(Hauru No Ugoku Shiro)
© 2005 Ray Wong
Stars: Jean Simmons, Emily Mortimer, Christian Bale, Lauren Bacall, Billy Crystal, Blythe Josh Hutcherson
Director: Hayao Miyazaki
Writers: Hayao Miyazaki (based on novel by Diana Wynne Jones)
Distributor: Buena Vista (US)
MPAA Rating: PG for frightening images and brief mild language
Running Time: 119 minutes
Script – 7
Performance – 8
Direction – 7
Animation – 8
Editing – 7
Production – 8
Total – 7.2 out of 10
I’ve been a Miyazaki fan for many years now, from his Saturday morning cartoon series to films such as TOTORO, CASTLE IN THE SKY, and the Oscar-winning SPIRITED AWAY. With HOWL’S MOVING CASTLE, Miyazaki returns to the fantasy world set in a war-time western society.

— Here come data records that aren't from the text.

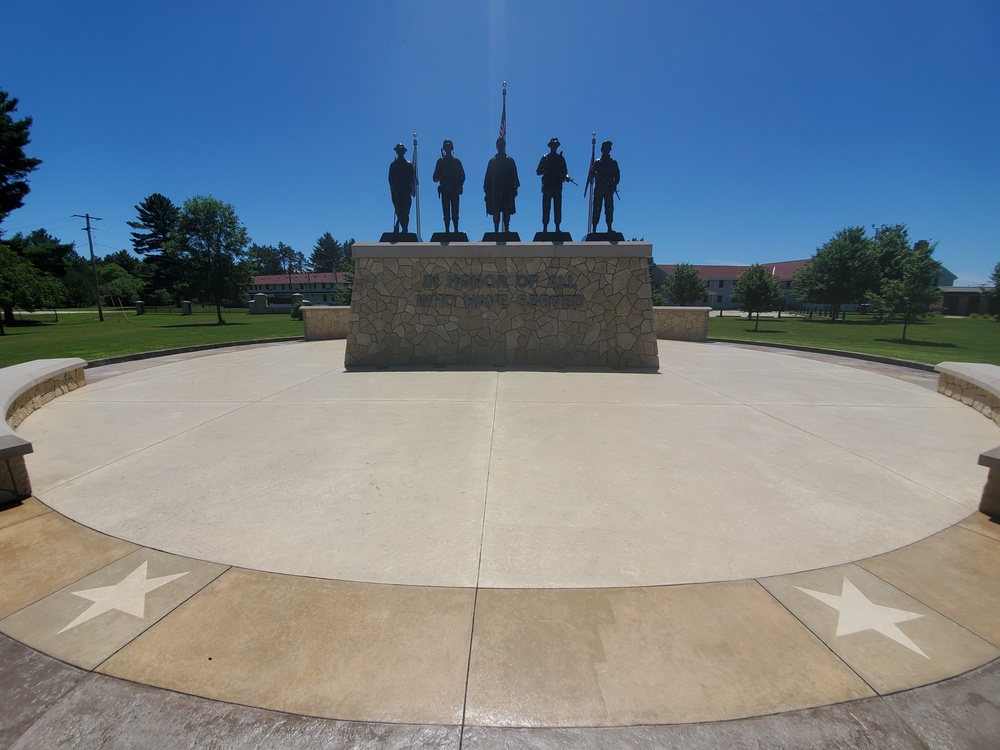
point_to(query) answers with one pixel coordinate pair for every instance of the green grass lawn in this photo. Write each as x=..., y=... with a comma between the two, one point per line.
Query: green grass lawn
x=83, y=335
x=933, y=340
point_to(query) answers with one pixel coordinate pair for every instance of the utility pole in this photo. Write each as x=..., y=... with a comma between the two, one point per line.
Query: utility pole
x=93, y=263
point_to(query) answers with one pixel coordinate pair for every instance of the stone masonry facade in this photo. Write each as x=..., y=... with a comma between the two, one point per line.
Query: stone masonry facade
x=41, y=394
x=14, y=480
x=970, y=394
x=537, y=304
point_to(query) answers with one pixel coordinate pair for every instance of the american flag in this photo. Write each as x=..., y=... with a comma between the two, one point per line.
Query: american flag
x=503, y=114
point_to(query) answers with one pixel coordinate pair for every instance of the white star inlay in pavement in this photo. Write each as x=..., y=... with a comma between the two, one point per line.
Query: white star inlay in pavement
x=129, y=596
x=858, y=613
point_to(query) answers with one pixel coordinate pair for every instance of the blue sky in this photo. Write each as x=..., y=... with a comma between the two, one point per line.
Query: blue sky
x=745, y=131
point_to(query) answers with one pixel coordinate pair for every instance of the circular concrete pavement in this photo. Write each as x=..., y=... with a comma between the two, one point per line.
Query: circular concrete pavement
x=742, y=533
x=727, y=464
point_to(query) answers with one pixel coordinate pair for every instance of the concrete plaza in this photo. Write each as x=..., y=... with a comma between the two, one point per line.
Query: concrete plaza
x=257, y=548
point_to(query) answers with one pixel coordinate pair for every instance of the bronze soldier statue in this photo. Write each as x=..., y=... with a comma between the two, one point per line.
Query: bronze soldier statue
x=606, y=176
x=450, y=176
x=401, y=187
x=500, y=186
x=552, y=167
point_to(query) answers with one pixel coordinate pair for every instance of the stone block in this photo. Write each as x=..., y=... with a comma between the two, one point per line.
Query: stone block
x=537, y=304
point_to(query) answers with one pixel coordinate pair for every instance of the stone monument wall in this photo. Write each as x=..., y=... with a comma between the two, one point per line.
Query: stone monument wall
x=583, y=304
x=682, y=323
x=325, y=322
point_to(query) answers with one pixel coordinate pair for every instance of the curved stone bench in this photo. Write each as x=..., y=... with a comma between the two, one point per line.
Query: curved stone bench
x=978, y=385
x=24, y=388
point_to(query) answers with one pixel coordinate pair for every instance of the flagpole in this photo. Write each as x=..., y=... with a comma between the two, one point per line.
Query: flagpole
x=590, y=178
x=416, y=186
x=503, y=114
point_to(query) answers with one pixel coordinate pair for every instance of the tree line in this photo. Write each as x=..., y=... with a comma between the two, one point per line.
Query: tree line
x=198, y=251
x=893, y=277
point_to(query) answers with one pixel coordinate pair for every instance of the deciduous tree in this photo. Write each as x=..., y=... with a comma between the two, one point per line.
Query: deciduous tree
x=265, y=259
x=45, y=253
x=327, y=254
x=685, y=286
x=910, y=296
x=24, y=286
x=756, y=290
x=992, y=292
x=840, y=272
x=211, y=241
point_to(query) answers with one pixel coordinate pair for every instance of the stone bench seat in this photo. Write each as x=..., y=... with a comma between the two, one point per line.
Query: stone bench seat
x=24, y=388
x=978, y=385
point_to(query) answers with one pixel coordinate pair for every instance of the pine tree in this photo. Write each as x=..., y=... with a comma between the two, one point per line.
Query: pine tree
x=14, y=165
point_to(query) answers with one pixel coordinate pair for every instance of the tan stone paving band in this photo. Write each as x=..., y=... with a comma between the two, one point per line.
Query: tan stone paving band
x=537, y=657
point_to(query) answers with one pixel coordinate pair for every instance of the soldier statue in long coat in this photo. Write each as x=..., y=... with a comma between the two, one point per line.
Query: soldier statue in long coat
x=552, y=167
x=401, y=187
x=450, y=176
x=500, y=186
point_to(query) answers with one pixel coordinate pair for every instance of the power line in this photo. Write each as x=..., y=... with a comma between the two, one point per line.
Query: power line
x=93, y=263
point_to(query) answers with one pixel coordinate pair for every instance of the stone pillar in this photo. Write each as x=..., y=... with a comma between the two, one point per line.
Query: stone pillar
x=990, y=502
x=14, y=482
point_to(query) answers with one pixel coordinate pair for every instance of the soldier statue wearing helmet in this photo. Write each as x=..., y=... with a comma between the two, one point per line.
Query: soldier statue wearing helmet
x=401, y=187
x=450, y=176
x=552, y=167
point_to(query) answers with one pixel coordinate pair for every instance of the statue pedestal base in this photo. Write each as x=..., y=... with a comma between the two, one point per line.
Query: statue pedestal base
x=395, y=237
x=552, y=237
x=501, y=237
x=584, y=304
x=449, y=237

Young Sofi (Mortimer) is a quiet, introverted girl who works at her mother’s hat shop. She’s fascinated by Howl (Bale), a handsome wizard who travels in his magical castle. Her brief encounter with Howl angers the Witch of the Waste (Bacall), who turns Sofi into an old woman (Simmons). Determined to find a way to undo the spell, Sofi sets out on a journey, amid a war between her country and its neighbor. Helped by an enchanted scarecrow, Sofi finds her way into Howl’s moving castle and becomes his cleaning lady. Eventually, Sofi falls in love with Howl, who has given his heart to the fire demon Calcifer (Crystal). Sofi must help Howl fight the war and find his heart…
There is really no good way to summarize Miyazaki’s story. His plot has so many twists and turns and some of them come from nowhere and are very irrelevant, and yet, his story never fails to enchant us. Based on Diana Wynne Jones’ novel, this fantasy is a wild ride, involving everything from wizards and witches to magic to fantastical machines to mythologies to fairytales to angels and demons. Miyazaki has a vivid imagination, and his vision is a testimony to that.
The voice talents in the English version are excellent. Mortimer (DEAR FRANKIE) sounds a little too old as young Sofi, but her voice has a great, mature quality to give Sofi’s character some weight. Simmons (FINAL FANTASY) is fantastic and spirited as the elderly Sofi. You really identify with her character and you’re willing to follow her around. Bacall (BIRTH) is really funny, actually, as the Witch of the Waste. Combined with the animation, that is one wicked character. Bale (BATMAN RETURNS) also gives a wonderful performance as the titular character, a vain, detached boy-man. Crystal (ANALYZE THAT) lends his distinctive voice as Calcifer, the fire demon. Danner (SILVIA) is cool and mean as Howl’s nemesis, the sorceress Madam Suliman.
Saturated with realistic details, Miyazaki’s animated features have certain surreal quality that enthralls audience from around the world. The film is no exception. His western world is populated with many typical Japanese-inspired characters and mythical creatures. The animation is, as usual, a feast to the eyes. Vivid colors, interesting characters, and the natural beauty of the sceneries are Miyazaki’s trademarks. At times, there is too much to take in and the animation seems to take on a rather ridiculous tone. Over all, that is what we come to like about Miyazaki’s animation: imaginative and thought provoking, great fun for the entire family.